O S. Pedro esquece-se
do mundo, arranja namorada nas redes sociais…. nunca mais fecha a torneira! A
chuva instala-se, mais a potes do que na morrinha. Passo a ter uma mini lagoa à
saída do portão e o meu jeep obriga-se a descobrir o anfíbio que existe dentro
dele e começa a sofrer do síndrome do abandono pois fica com frequência numa
rua qualquer a passar as frias noites de Inverno.
Compro umas
galochas e de guarda-chuva aberto, aproveito para fazer equilibrismo em cima do
canal das águas pluviais. Todas as manhãs faço a minha exibição. Espanto-me com
as minhas capacidades. Pareço a bailarina do circo lá a 5 metros de altura…
— Senhoras e senhores,
estimado público, vamos observar a grande equilibrista no seu momento da manhã,
no grande circo da vida.
Os vizinhos vêm
à janela, eu bem os vejo! São todos tímidos nenhum aplaude, mas lá no fundo,
invejam-me.
Os buracos
multiplicam-se, abrem-se, fecham-se voltam-se a abrir, transporta-se terra para
fazer rampas provisórias para alguém entrar ou sair de emergência das garagens.

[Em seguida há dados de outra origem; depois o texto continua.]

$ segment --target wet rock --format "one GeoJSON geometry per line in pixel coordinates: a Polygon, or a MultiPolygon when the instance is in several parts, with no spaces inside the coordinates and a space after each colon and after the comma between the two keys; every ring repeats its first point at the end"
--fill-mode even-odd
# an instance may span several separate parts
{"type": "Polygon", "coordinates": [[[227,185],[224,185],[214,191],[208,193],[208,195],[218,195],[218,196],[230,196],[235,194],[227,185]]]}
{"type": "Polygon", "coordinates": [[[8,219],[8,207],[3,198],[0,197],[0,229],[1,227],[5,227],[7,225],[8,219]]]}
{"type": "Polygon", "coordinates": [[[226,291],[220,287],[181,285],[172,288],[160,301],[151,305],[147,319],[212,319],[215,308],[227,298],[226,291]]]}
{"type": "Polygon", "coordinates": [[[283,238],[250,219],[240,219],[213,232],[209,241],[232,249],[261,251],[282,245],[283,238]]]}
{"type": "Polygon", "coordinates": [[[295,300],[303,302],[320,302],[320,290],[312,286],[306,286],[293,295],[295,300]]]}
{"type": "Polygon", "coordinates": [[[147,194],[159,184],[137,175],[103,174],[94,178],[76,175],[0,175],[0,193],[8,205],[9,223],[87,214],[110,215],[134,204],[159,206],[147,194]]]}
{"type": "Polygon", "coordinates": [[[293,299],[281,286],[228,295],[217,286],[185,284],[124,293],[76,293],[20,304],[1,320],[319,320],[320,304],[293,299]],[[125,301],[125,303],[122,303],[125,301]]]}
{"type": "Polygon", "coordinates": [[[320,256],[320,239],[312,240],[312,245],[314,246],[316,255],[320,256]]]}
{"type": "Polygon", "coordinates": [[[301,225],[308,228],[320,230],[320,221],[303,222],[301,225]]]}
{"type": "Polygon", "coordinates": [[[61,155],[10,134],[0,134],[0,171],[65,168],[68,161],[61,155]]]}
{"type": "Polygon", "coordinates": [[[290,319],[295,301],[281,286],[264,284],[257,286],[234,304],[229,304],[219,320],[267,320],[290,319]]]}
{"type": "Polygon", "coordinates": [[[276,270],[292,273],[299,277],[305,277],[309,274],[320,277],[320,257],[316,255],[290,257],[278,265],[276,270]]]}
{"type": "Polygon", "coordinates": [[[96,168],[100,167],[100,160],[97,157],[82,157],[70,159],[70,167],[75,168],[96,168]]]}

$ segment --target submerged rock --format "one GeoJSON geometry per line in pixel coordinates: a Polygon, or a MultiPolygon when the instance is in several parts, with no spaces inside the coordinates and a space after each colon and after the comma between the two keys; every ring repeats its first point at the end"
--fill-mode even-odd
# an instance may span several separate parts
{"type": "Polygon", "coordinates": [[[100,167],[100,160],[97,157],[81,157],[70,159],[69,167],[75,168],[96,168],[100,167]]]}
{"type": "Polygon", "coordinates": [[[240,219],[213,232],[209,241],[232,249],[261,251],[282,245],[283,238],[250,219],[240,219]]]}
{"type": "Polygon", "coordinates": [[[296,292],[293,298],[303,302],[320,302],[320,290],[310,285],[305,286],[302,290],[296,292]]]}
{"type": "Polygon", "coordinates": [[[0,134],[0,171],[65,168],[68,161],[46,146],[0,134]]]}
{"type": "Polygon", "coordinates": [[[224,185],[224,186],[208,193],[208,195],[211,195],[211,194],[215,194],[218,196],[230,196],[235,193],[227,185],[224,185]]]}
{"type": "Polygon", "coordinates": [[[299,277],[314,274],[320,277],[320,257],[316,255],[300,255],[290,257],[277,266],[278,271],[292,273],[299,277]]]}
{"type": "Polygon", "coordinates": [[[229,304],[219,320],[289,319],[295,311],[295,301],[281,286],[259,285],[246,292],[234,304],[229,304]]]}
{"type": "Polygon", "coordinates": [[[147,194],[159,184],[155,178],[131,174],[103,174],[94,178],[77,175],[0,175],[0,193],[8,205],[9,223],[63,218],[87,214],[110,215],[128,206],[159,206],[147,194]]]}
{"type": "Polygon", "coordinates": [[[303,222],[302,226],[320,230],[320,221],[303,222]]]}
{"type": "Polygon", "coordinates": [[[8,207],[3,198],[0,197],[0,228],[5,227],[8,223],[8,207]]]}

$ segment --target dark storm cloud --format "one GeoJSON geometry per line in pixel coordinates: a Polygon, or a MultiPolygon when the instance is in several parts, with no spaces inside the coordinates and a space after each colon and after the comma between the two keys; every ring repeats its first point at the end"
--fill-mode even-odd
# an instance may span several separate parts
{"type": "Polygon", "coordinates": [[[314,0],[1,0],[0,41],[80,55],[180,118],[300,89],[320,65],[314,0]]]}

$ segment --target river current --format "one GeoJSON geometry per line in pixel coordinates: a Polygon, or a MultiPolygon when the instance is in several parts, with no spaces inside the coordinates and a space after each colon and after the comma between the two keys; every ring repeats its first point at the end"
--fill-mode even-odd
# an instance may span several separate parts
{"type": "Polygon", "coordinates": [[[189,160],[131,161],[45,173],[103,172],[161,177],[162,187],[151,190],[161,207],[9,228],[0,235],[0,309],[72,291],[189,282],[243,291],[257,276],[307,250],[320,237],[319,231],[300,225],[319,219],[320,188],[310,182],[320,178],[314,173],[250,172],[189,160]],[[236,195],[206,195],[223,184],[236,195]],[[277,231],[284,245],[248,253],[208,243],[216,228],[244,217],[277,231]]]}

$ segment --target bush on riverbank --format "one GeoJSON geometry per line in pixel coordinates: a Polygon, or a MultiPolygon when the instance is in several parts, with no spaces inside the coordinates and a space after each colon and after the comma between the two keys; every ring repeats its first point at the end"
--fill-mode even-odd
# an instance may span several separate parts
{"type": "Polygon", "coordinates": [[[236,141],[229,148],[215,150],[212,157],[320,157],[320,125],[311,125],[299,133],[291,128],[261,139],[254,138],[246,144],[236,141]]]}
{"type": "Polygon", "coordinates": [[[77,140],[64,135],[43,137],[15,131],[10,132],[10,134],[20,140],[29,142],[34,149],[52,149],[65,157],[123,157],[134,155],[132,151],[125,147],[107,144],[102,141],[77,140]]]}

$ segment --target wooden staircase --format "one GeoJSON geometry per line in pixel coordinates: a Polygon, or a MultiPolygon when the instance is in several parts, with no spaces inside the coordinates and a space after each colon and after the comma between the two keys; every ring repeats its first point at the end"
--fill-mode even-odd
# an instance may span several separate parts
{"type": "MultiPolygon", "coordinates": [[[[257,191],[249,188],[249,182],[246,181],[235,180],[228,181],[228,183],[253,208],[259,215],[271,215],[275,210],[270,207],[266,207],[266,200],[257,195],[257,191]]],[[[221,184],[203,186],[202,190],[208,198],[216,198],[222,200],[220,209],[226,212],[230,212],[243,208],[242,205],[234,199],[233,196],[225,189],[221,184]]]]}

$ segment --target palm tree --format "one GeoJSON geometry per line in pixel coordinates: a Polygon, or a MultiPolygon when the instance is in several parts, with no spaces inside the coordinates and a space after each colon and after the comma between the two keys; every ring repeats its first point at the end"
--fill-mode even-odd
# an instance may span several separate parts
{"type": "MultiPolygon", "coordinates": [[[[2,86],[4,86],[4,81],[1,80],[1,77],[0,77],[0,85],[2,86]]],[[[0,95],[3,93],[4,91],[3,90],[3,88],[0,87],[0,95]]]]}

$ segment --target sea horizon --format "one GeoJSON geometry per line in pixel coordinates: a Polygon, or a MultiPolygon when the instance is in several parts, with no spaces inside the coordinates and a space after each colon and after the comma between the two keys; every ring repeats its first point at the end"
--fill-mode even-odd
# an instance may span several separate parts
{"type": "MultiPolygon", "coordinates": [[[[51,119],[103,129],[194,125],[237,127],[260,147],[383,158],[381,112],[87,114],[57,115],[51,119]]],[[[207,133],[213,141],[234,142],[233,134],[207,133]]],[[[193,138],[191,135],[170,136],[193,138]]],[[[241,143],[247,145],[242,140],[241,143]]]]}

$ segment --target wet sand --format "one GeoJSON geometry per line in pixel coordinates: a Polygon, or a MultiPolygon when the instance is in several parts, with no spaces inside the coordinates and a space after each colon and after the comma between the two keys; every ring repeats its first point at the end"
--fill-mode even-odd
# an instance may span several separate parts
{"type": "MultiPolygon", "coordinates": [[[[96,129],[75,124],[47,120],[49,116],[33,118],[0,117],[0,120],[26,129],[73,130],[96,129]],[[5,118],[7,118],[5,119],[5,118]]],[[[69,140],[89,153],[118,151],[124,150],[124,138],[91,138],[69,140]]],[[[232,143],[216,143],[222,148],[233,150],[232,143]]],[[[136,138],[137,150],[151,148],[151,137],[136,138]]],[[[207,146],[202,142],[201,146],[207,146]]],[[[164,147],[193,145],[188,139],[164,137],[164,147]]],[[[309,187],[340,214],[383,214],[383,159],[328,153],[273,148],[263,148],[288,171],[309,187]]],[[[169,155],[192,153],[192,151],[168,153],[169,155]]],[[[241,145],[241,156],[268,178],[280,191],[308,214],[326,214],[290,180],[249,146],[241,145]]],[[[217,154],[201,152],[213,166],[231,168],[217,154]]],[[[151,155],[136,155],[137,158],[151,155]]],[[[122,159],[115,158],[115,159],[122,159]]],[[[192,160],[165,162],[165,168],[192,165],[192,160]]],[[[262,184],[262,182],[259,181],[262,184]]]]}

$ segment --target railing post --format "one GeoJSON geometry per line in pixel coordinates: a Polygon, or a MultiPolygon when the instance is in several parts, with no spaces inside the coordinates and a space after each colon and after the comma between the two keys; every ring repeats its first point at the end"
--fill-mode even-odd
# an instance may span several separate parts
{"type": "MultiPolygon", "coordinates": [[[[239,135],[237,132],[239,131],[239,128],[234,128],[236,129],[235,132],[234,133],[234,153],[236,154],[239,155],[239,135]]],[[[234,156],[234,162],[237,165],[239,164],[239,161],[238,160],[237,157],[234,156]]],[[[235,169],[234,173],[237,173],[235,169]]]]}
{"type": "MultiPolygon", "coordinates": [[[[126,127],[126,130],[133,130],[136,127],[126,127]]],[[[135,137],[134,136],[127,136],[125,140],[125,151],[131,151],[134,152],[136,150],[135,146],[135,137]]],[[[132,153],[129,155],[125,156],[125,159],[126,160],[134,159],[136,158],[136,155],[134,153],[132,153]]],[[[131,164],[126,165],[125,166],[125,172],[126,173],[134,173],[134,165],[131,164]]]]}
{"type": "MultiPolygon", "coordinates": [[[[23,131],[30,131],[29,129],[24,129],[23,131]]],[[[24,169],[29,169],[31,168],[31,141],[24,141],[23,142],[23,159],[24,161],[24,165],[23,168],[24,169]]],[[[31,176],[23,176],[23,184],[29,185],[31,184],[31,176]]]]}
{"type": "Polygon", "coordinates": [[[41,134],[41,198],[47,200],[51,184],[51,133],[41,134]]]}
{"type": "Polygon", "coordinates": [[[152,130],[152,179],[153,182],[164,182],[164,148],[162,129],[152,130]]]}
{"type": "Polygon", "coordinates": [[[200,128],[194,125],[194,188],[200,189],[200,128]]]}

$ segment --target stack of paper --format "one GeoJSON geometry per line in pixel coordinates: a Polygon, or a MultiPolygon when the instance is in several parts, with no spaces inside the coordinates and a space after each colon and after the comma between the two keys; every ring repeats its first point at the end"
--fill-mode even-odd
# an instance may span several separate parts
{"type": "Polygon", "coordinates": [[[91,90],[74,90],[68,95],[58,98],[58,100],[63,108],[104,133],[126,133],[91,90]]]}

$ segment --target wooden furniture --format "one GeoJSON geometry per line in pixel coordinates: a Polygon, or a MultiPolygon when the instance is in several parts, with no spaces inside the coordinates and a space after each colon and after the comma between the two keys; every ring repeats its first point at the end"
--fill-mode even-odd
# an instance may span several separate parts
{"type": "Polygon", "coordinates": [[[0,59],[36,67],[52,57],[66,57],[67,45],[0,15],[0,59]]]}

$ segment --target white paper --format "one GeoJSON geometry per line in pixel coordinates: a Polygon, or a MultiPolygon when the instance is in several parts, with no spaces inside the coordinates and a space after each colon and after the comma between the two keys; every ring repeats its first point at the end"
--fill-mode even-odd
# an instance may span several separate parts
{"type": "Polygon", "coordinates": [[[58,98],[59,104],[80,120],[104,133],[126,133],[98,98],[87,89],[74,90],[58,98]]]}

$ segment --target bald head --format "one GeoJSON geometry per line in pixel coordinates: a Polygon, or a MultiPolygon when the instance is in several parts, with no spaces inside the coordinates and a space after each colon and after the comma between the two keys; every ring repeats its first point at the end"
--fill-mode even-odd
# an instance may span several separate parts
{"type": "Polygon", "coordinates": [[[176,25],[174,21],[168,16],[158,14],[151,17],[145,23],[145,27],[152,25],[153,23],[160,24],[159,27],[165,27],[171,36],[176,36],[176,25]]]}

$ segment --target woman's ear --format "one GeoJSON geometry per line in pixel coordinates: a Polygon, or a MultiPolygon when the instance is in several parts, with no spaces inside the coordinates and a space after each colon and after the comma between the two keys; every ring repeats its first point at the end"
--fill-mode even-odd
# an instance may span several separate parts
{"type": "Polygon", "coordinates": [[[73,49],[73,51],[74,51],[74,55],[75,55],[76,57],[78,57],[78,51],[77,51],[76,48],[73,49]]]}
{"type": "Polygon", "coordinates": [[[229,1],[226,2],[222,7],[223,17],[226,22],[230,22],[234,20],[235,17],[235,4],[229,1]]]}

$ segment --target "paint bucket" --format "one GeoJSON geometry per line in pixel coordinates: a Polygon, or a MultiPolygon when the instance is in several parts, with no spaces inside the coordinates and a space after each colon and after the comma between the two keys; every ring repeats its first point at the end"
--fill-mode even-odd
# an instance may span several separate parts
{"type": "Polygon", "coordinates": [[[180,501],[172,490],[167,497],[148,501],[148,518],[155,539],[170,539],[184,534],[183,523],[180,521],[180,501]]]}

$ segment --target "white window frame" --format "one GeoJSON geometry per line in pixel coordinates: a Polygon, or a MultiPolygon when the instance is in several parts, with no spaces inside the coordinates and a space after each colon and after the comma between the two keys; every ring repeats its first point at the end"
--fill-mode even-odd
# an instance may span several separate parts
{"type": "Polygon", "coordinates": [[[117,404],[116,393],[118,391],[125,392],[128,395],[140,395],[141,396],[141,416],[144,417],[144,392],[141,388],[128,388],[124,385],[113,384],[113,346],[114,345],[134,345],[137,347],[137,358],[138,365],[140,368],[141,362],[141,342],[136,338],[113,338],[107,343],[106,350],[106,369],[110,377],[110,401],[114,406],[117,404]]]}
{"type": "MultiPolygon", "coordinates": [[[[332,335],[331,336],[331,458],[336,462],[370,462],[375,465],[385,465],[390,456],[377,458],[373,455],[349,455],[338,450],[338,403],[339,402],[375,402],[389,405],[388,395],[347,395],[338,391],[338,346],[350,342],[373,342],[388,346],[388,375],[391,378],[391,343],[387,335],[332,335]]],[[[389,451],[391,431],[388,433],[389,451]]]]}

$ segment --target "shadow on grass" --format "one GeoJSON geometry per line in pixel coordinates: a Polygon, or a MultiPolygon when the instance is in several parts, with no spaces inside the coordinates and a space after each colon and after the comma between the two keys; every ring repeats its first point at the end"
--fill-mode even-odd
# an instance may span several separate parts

Escava-se de novo e tapa-se outra vez. O manobrador da máquina principal
(escavadora), parece o maestro louco, sem aplausos, vira para um lado, vira
para o outro, rotação completa, por vezes passa de maestro a dançarino de hip hop…
Vou para o Reveillon
e em vez de carteira de lantejoulas, levo um saco de plástico para poder trocar
das galochas pelos sapatos e depois vice versa.
No Carnaval
visto-me de sereia - a grande sereia da Bila. Tinha mesmo que ser!
Na Páscoa
vou ao chinês e em vez de uns coelhinhos compro uns patinhos de plástico e coloco
na lagoa.
Compro outro
par de galochas, porque alguma vez eu tenho de lavar as primeiras. Estas são
vermelhas e os meus números circenses continuam ainda mais coloridos, por vezes
enriquecidos por pequenos passos de dança com pulinhos para vencer charcos e
charquinhos – desde o rombe de jambé
até ao Jeté. (Não inventei, consultei
o google brasileiro). Pontas, não, porque com galochas não dá. Penso que brevemente
poderei ensaiar o lago dos cisnes, com meia dúzia de vizinhos…
Estamos em
abril e parece que finalmente se vê uma luz ao fundo do túnel. Não sei se é luz
ou se é um comboio a avançar para mim. Em dois ou três dias e em duas fases,
pavimentam a rua toda. Uma rua, não! uma
ruela com doze moradores, que mais parece um tubo de ensaio da construção
civil. Malditos calceteiros, trabalham rápido e de cócoras, colocaram
paralelepípedos de granito, certinhos, uns atrás dos outros, rápido demais. Acabam
com parte da minha diversão. Escrevo parte, porque desconfio que ainda me irei
divertir com o tal comboio que me tentará atropelar, pois esta comédia não está
para terminar. Os meus números circenses posso faze-los numa rua perpendicular
e em todas as outras aqui do bairro, que irão passar pelos mesmos trabalhos.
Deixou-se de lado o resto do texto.